E mais, no julgamento que deu origem à mencionada Súmula Vinculante n. 4 (RE 565.714/STF, Rel. Min. Carmen Lúcia, Sessão de 30.04.2008 - Informativo n. 510/STF), esta Corte entendeu que o adicional de insalubridade deve continuar sendo calculado com base no salário mínimo, enquanto não superada a inconstitucionalidade por meio de lei ou convenção coletiva.

Logo, a base de cálculo a ser utilizada é o salário mínimo.

 

Conclusão do recurso

Decido conhecer do recurso ordinário do reclamante e dar-lhe provimento parcial, para o fim de deferir o pagamento de adicional de insalubridade no percentual de 20% sobre o salário mínimo, com reflexos sobre 13° salários, férias + 1/3 e FGTS 8% do período laboral e rescisão, conforme fundamentação.

Custas pela reclamada, no importe de R$140,00, calculadas sobre o valor arbitrado da condenação, de R$.7.000,00.

DISPOSITIVO

Participaram do julgamento os Excelentíssimos Desembargadores: Presidente - ORMY DA CONCEIÇÃO DIAS BENTES; Relator - AUDALIPHAL HILDEBRANDO DA SILVA; JORGE ALVARO MARQUES GUEDES, e o(a) Procurador(a) do Trabalho ANDREA DA ROCHA CARVALHO GONDIM.

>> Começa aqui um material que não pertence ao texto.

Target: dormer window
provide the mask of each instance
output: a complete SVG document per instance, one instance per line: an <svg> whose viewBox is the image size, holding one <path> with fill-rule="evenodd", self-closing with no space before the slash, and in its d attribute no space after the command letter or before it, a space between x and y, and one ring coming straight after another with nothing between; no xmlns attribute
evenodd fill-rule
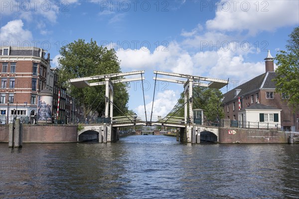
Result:
<svg viewBox="0 0 299 199"><path fill-rule="evenodd" d="M3 48L2 49L2 55L9 55L9 48Z"/></svg>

ACORDAM os Desembargadores do Trabalho do Tribunal Regional do Trabalho da 11ª Região, por unanimidade de votos, conhecer do recurso ordinário do reclamante e dar-lhe provimento parcial, para o fim de deferir o pagamento de adicional de insalubridade no percentual de 20% sobre o salário mínimo, com reflexos sobre 13° salários, férias + 1/3 e FGTS 8% do período laboral e rescisão, conforme fundamentação.

Custas pela reclamada, no importe de R$140,00, calculadas sobre o valor arbitrado da condenação, de R$.7.000,00.